Jastremski elected chairman of the Democratic State Central Committee, and led Grover Cleveland's presidential campaign in Louisiana. He was U.S. consul to Peru from 1893 to 1897, was appointed state commissioner of agriculture, and later served as a private secretary to the governor. Historian Donald Everett noted that Jastremski, despite his place in important leadership roles, never "received more than superficial attention". He ran for governor in 1904 without success but died before the 1908 gubernatorial election, which he also campaigned for, could be held.
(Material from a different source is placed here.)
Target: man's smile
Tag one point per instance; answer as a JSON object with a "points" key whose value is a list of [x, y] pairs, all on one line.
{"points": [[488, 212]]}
Historian James S. Pula suggests that racist ideology and white southern populism were likely used in his campaign platforms.

==Personal life and death==
Jastremski married Rose Larguier on July 1, 1867. He attended church at the church that would later become St. Joseph Cathedral.

Despite his Polish name and Jewish ethnic background, he was born in France and wrote to his own family in French. In his biography Pills, Pens, & Politics, Edward Pinkowski found numerous Polish immigrants in Baton Rouge existed during his time, but there is no convincing proof that he was friends with them or took a paternalistic attitude towards them as mayor. Jastremski's documents and letters are held at Louisiana State University.

Jastremski died on November 29, 1907.